Banish İle İlgili Cümleler İngilizce Cümle İçinde Kullanımı
Banish
Banish, Türkçe’de “defetmek, uzaklaştırmak, kovmak” gibi anlamlara gelir. Aşağıda bu kelimenin İngilizce cümle içinde kullanıldığı 20 örnek cümle bulabilirsiniz.
- She tried to banish all negative thoughts from her mind. (Zihninden tüm negatif düşünceleri defetmeye çalıştı.)
- The king banished his brother from the kingdom. (Kral kardeşini krallıktan uzaklaştırdı.)
- He couldn’t banish the memory of her from his mind. (Onun hatırasını zihninden silemedi.)
- The teacher banished the disruptive student from the classroom. (Öğretmen, sınıf düzenini bozan öğrenciyi sınıftan kovdu.)
- The therapist helped her banish her anxiety. (Terapist, onun kaygılarını defetmesine yardımcı oldu.)
- He wanted to banish all reminders of his past life. (Geçmiş hayatının tüm hatıralarını yok etmek istedi.)
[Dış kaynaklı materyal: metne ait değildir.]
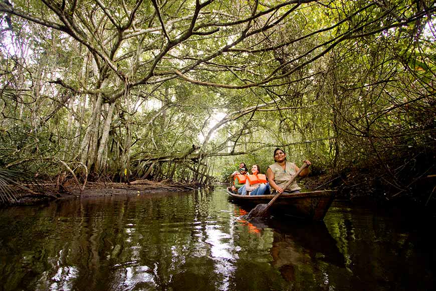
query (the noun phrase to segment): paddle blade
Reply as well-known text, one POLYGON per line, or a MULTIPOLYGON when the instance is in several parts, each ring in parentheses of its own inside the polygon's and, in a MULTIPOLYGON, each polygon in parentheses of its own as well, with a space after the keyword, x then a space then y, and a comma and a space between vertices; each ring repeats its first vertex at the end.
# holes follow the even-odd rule
POLYGON ((265 217, 268 214, 268 204, 258 204, 248 214, 249 219, 253 217, 265 217))

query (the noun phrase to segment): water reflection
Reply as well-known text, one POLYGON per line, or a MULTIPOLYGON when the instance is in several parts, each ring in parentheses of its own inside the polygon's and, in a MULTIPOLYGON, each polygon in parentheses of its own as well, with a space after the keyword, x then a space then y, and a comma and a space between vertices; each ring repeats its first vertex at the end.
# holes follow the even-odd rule
POLYGON ((434 282, 426 233, 390 214, 336 205, 315 224, 246 214, 219 190, 2 210, 1 288, 426 290, 434 282))

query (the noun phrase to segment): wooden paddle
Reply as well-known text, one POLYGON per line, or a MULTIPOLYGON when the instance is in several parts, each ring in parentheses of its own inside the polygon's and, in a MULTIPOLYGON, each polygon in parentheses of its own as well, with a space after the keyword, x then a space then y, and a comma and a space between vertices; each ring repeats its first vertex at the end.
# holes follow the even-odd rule
MULTIPOLYGON (((294 180, 295 180, 298 175, 300 175, 300 173, 301 173, 303 170, 306 169, 307 167, 307 164, 306 163, 304 163, 301 167, 300 168, 300 170, 298 170, 298 172, 295 173, 295 175, 292 176, 292 178, 291 178, 288 183, 287 183, 284 186, 283 186, 283 191, 284 191, 286 190, 286 188, 291 185, 291 184, 294 182, 294 180)), ((251 210, 251 211, 248 214, 248 218, 249 219, 251 219, 253 217, 265 217, 268 216, 268 209, 273 205, 273 203, 274 203, 274 201, 277 200, 277 199, 280 197, 280 195, 282 195, 282 193, 277 193, 274 196, 274 197, 271 199, 271 201, 268 204, 258 204, 256 205, 256 207, 251 210)))

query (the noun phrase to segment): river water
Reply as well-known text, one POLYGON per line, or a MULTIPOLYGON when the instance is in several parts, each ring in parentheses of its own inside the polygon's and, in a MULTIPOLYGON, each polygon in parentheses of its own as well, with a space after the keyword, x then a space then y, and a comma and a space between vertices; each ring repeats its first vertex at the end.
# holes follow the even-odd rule
POLYGON ((3 290, 419 290, 434 227, 334 202, 324 222, 248 222, 211 192, 0 210, 3 290))

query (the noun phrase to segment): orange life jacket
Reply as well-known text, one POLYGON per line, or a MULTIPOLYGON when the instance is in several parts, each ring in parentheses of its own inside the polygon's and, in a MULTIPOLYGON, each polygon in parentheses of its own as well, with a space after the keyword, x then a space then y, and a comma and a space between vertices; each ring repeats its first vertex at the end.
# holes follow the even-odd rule
POLYGON ((236 178, 238 178, 238 180, 239 181, 239 184, 245 184, 245 180, 247 179, 247 176, 245 175, 242 175, 241 174, 237 174, 235 175, 233 179, 234 179, 234 184, 235 184, 235 182, 236 182, 236 178))
POLYGON ((267 176, 263 174, 249 175, 247 176, 247 179, 248 179, 248 182, 251 185, 267 183, 267 176))

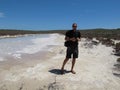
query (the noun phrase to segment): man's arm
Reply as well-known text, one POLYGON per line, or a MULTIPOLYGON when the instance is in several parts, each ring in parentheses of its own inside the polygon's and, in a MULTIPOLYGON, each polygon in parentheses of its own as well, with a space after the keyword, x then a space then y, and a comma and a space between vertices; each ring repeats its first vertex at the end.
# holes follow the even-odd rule
POLYGON ((81 40, 81 33, 79 32, 78 37, 77 37, 77 41, 80 41, 80 40, 81 40))

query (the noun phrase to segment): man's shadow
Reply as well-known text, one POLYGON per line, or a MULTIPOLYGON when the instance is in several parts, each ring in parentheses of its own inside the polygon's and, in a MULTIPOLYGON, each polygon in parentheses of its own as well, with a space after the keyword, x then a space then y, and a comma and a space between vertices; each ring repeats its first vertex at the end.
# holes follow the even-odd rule
MULTIPOLYGON (((56 74, 56 75, 62 75, 61 69, 51 69, 49 72, 56 74)), ((64 74, 70 73, 70 71, 64 70, 64 74)))

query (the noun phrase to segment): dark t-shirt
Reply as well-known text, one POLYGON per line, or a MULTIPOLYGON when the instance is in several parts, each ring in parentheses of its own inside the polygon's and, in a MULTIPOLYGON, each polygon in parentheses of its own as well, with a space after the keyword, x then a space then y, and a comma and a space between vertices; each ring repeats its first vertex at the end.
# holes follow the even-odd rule
MULTIPOLYGON (((69 38, 73 38, 73 37, 80 38, 81 37, 81 33, 78 30, 76 30, 75 32, 73 30, 69 30, 69 31, 66 32, 65 36, 69 37, 69 38)), ((67 42, 69 43, 70 47, 78 46, 78 41, 75 41, 75 42, 67 41, 67 42)))

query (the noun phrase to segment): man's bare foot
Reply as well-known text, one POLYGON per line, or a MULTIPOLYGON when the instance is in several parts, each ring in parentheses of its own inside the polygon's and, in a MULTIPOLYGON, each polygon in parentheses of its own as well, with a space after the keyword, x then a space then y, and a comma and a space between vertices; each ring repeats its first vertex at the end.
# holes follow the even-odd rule
POLYGON ((61 74, 64 74, 64 70, 63 69, 61 69, 61 74))
POLYGON ((75 71, 73 71, 73 70, 71 70, 71 73, 72 73, 72 74, 76 74, 76 72, 75 72, 75 71))

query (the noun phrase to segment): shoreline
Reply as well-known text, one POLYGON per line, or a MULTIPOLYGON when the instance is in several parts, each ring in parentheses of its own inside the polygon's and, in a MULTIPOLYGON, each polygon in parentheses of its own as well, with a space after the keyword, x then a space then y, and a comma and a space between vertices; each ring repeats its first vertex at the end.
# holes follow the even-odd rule
MULTIPOLYGON (((113 65, 117 59, 117 56, 112 54, 113 48, 102 44, 90 46, 91 42, 82 39, 79 43, 79 58, 75 65, 77 73, 73 75, 69 72, 72 62, 69 60, 65 66, 66 73, 60 75, 66 52, 66 47, 63 46, 64 36, 57 36, 56 41, 59 45, 52 46, 47 53, 48 57, 45 55, 46 52, 43 53, 44 61, 26 68, 21 67, 20 70, 13 67, 8 72, 0 73, 4 77, 0 81, 0 90, 50 90, 52 87, 59 90, 118 90, 120 88, 120 78, 113 75, 113 65)), ((39 55, 40 53, 34 57, 39 55)), ((32 56, 25 57, 28 57, 25 60, 28 59, 29 62, 32 56)))

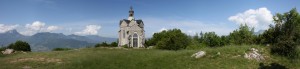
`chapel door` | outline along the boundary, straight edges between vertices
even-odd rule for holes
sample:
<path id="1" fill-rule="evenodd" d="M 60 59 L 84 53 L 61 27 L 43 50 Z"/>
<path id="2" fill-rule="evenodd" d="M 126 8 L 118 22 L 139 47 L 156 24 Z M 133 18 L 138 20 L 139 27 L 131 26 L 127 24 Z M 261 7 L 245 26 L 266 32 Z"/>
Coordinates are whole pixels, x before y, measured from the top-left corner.
<path id="1" fill-rule="evenodd" d="M 138 35 L 133 35 L 133 47 L 138 47 Z"/>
- The company decided to banish single-use plastics from its products. (Şirket, ürünlerinden tek kullanımlık plastikleri kaldırmaya karar verdi.)
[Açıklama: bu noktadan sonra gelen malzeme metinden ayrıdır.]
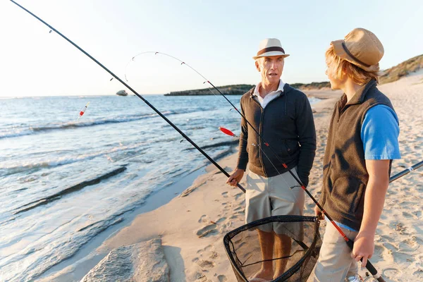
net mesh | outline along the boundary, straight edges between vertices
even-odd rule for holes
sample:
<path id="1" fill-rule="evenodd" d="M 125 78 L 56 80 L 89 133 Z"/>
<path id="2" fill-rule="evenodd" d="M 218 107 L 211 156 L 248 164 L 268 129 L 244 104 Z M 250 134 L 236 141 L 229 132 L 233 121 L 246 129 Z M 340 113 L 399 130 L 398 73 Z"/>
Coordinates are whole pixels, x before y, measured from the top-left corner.
<path id="1" fill-rule="evenodd" d="M 223 244 L 238 282 L 306 281 L 321 245 L 314 216 L 276 216 L 226 234 Z"/>

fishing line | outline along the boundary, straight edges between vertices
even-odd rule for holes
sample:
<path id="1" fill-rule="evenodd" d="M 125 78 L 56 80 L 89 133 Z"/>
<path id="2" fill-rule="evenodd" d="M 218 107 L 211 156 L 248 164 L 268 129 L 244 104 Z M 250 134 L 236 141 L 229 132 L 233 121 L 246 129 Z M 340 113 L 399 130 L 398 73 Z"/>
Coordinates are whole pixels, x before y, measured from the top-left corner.
<path id="1" fill-rule="evenodd" d="M 11 0 L 12 1 L 12 0 Z M 270 145 L 269 143 L 267 143 L 266 142 L 266 140 L 264 140 L 264 139 L 262 137 L 262 135 L 260 133 L 259 133 L 259 132 L 255 128 L 254 126 L 252 126 L 252 125 L 250 123 L 250 121 L 248 121 L 248 120 L 245 118 L 245 116 L 238 109 L 238 108 L 236 106 L 235 106 L 235 105 L 233 104 L 232 104 L 232 102 L 231 101 L 229 101 L 229 99 L 226 97 L 226 96 L 225 96 L 219 89 L 217 89 L 216 87 L 216 86 L 214 86 L 213 85 L 213 83 L 212 83 L 210 82 L 210 80 L 207 80 L 203 75 L 202 75 L 199 71 L 197 71 L 197 70 L 195 70 L 194 68 L 192 68 L 192 66 L 190 66 L 190 65 L 188 65 L 188 63 L 185 63 L 183 61 L 180 60 L 179 59 L 171 56 L 171 55 L 168 55 L 164 53 L 160 53 L 158 51 L 146 51 L 146 52 L 142 52 L 140 53 L 137 55 L 134 56 L 132 59 L 127 63 L 127 66 L 129 63 L 130 63 L 131 61 L 134 61 L 135 58 L 137 57 L 137 56 L 140 56 L 145 54 L 148 54 L 148 53 L 154 53 L 154 54 L 164 54 L 165 56 L 167 56 L 168 57 L 171 57 L 175 60 L 178 61 L 179 62 L 180 62 L 181 65 L 185 65 L 187 66 L 188 66 L 190 68 L 191 68 L 192 70 L 194 70 L 195 73 L 197 73 L 199 75 L 200 75 L 202 78 L 204 78 L 205 80 L 205 81 L 203 83 L 207 82 L 209 83 L 214 89 L 215 89 L 229 104 L 231 104 L 231 105 L 233 106 L 233 108 L 241 116 L 241 117 L 243 118 L 244 118 L 244 120 L 245 121 L 245 122 L 247 123 L 247 124 L 248 125 L 250 125 L 251 127 L 251 128 L 255 132 L 255 133 L 261 138 L 262 142 L 271 150 L 271 152 L 273 153 L 273 154 L 276 157 L 276 159 L 281 162 L 281 164 L 282 164 L 282 166 L 283 166 L 284 168 L 286 168 L 288 172 L 290 173 L 290 174 L 293 176 L 293 178 L 294 178 L 294 179 L 298 183 L 298 184 L 300 184 L 301 188 L 307 193 L 307 195 L 310 197 L 310 199 L 314 202 L 314 204 L 317 206 L 317 207 L 319 208 L 319 209 L 320 210 L 320 212 L 321 212 L 321 214 L 324 216 L 326 216 L 326 218 L 329 220 L 329 221 L 331 222 L 331 223 L 332 223 L 332 225 L 333 226 L 333 227 L 335 227 L 335 228 L 338 231 L 338 232 L 340 233 L 340 235 L 343 237 L 343 238 L 344 239 L 344 240 L 345 241 L 345 243 L 347 243 L 347 245 L 348 245 L 348 247 L 350 247 L 350 248 L 351 250 L 352 250 L 353 246 L 354 246 L 354 242 L 351 240 L 350 240 L 347 235 L 343 233 L 343 231 L 341 229 L 341 228 L 338 226 L 338 224 L 336 224 L 336 223 L 335 223 L 335 221 L 332 219 L 332 218 L 326 213 L 326 212 L 324 209 L 323 207 L 321 207 L 320 205 L 320 204 L 319 204 L 319 202 L 317 202 L 317 200 L 313 197 L 313 195 L 309 192 L 309 191 L 307 189 L 307 188 L 305 187 L 305 185 L 302 183 L 302 182 L 301 182 L 301 180 L 291 171 L 291 169 L 290 169 L 288 166 L 286 165 L 286 164 L 283 163 L 281 159 L 278 157 L 278 154 L 276 154 L 276 152 L 272 149 L 272 147 L 270 146 Z M 126 75 L 125 75 L 126 77 Z M 213 93 L 213 92 L 212 92 Z M 362 261 L 362 258 L 361 259 Z M 378 273 L 377 270 L 374 268 L 374 266 L 373 266 L 373 264 L 370 262 L 370 261 L 369 259 L 367 259 L 367 262 L 366 264 L 366 268 L 369 270 L 369 271 L 373 275 L 373 277 L 376 279 L 379 282 L 384 282 L 385 280 L 381 276 L 381 275 Z"/>
<path id="2" fill-rule="evenodd" d="M 190 143 L 191 143 L 191 145 L 192 146 L 194 146 L 200 153 L 202 153 L 203 154 L 203 156 L 204 156 L 209 161 L 210 161 L 216 168 L 218 168 L 225 176 L 226 176 L 227 177 L 230 177 L 229 173 L 228 173 L 221 166 L 220 166 L 216 161 L 214 161 L 214 160 L 213 159 L 212 159 L 212 157 L 210 157 L 207 154 L 206 154 L 205 152 L 204 152 L 200 147 L 198 147 L 198 145 L 197 144 L 195 144 L 194 142 L 194 141 L 192 141 L 188 136 L 187 136 L 182 130 L 180 130 L 176 125 L 174 125 L 169 119 L 168 119 L 165 116 L 163 115 L 163 114 L 161 114 L 161 112 L 160 111 L 159 111 L 157 109 L 156 109 L 152 104 L 151 104 L 147 99 L 145 99 L 142 96 L 141 96 L 140 94 L 139 94 L 135 90 L 133 90 L 130 86 L 129 86 L 127 83 L 125 83 L 123 80 L 122 80 L 121 78 L 119 78 L 116 75 L 115 75 L 114 73 L 112 73 L 111 71 L 110 71 L 107 68 L 106 68 L 104 66 L 103 66 L 99 61 L 98 61 L 97 60 L 96 60 L 94 57 L 92 57 L 91 55 L 90 55 L 88 53 L 87 53 L 85 51 L 84 51 L 82 49 L 81 49 L 79 46 L 78 46 L 77 44 L 75 44 L 73 42 L 72 42 L 70 39 L 69 39 L 68 37 L 66 37 L 66 36 L 64 36 L 63 34 L 61 34 L 61 32 L 59 32 L 57 30 L 56 30 L 54 27 L 53 27 L 51 25 L 49 25 L 48 23 L 47 23 L 45 21 L 44 21 L 43 20 L 42 20 L 41 18 L 39 18 L 39 17 L 37 17 L 37 16 L 35 16 L 34 13 L 32 13 L 32 12 L 30 12 L 30 11 L 28 11 L 27 9 L 26 9 L 25 8 L 24 8 L 23 6 L 22 6 L 21 5 L 18 4 L 18 3 L 16 3 L 16 1 L 14 1 L 13 0 L 11 0 L 11 1 L 13 4 L 15 4 L 16 6 L 18 6 L 18 7 L 20 7 L 20 8 L 22 8 L 23 10 L 24 10 L 25 11 L 26 11 L 27 13 L 28 13 L 30 15 L 32 16 L 34 18 L 37 18 L 38 20 L 39 20 L 40 22 L 42 22 L 42 23 L 44 23 L 44 25 L 46 25 L 47 26 L 48 26 L 51 30 L 54 31 L 56 33 L 57 33 L 59 35 L 60 35 L 61 37 L 63 37 L 64 39 L 66 39 L 67 42 L 68 42 L 69 43 L 70 43 L 72 45 L 73 45 L 75 48 L 77 48 L 78 50 L 80 50 L 81 52 L 84 53 L 87 56 L 88 56 L 90 59 L 91 59 L 92 61 L 94 61 L 97 64 L 98 64 L 99 66 L 100 66 L 103 69 L 104 69 L 104 70 L 107 71 L 109 73 L 110 73 L 114 78 L 116 78 L 116 80 L 118 80 L 121 83 L 122 83 L 123 85 L 125 85 L 128 89 L 129 89 L 130 91 L 133 92 L 133 93 L 134 93 L 135 95 L 137 95 L 140 99 L 141 99 L 145 104 L 147 104 L 153 111 L 154 111 L 158 115 L 159 115 L 163 119 L 164 119 L 171 126 L 172 126 L 173 128 L 173 129 L 175 129 L 176 131 L 178 131 L 179 133 L 179 134 L 180 134 L 187 141 L 188 141 Z M 244 188 L 243 186 L 241 186 L 239 183 L 238 183 L 237 186 L 244 192 L 245 192 L 245 189 L 244 189 Z"/>

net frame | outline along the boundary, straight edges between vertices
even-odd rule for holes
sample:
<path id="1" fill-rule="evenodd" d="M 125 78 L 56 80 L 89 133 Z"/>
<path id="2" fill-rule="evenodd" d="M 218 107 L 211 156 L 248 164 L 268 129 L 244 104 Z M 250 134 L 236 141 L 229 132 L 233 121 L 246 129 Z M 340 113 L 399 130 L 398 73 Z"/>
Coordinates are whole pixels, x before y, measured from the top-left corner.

- The mayor promised to banish corruption from the city. (Belediye başkanı, şehirden yolsuzluğu kovacağına söz verdi.)
- She tried to banish her fear of public speaking. (Topluluk önünde konuşma korkusunu yenmeye çalıştı.)
- The landlord banished the tenants for not paying rent. (Ev sahibi, kira ödemeyen kiracıları kovdu.)
- The medication helped banish his headache. (İlaç, onun baş ağrısını defetmesine yardımcı oldu.)
- The magician banished the rabbit from the hat. (Sihirbaz, tavşanı şapkadan kovdu.)
- He needed to banish distractions in order to focus on his work. (İşine odaklanmak için dikkat dağıtan unsurları defetmesi gerekiyordu.)
- The coach banished the player from the team for breaking the rules. (Antrenör, kuralları ihlal ettiği için oyuncuyu takımdan kovdu.)
- She tried to banish the guilt she felt about the accident. (Kazayla ilgili hissettiği suçluluğu yok etmeye çalıştı.)
- The tribe banished the criminal to the outskirts of the village. (Kabile, suçluyu köyün dışına kovdu.)
- The new policy aimed to banish discrimination from the workplace. (Yeni politika, işyerinden ayrımcılığı kovmayı hedefliyordu.)
- He banished his phone from the bedroom to improve his sleep. (Uykusunu iyileştirmek için telefonunu yatak odasından kovdu.)
- The village banished the witch for practicing magic. (Köy, büyü yaptığı için cadıyı kov
- She finally managed to banish her bad habits and adopt healthier ones. (Sonunda kötü alışkanlıklarını defetmeyi ve daha sağlıklı olanları benimsemeyi başardı.)
Note: “Banish” is a strong verb and implies a forceful or permanent removal of something/someone from a certain place or situation. It is often used in a formal or dramatic context.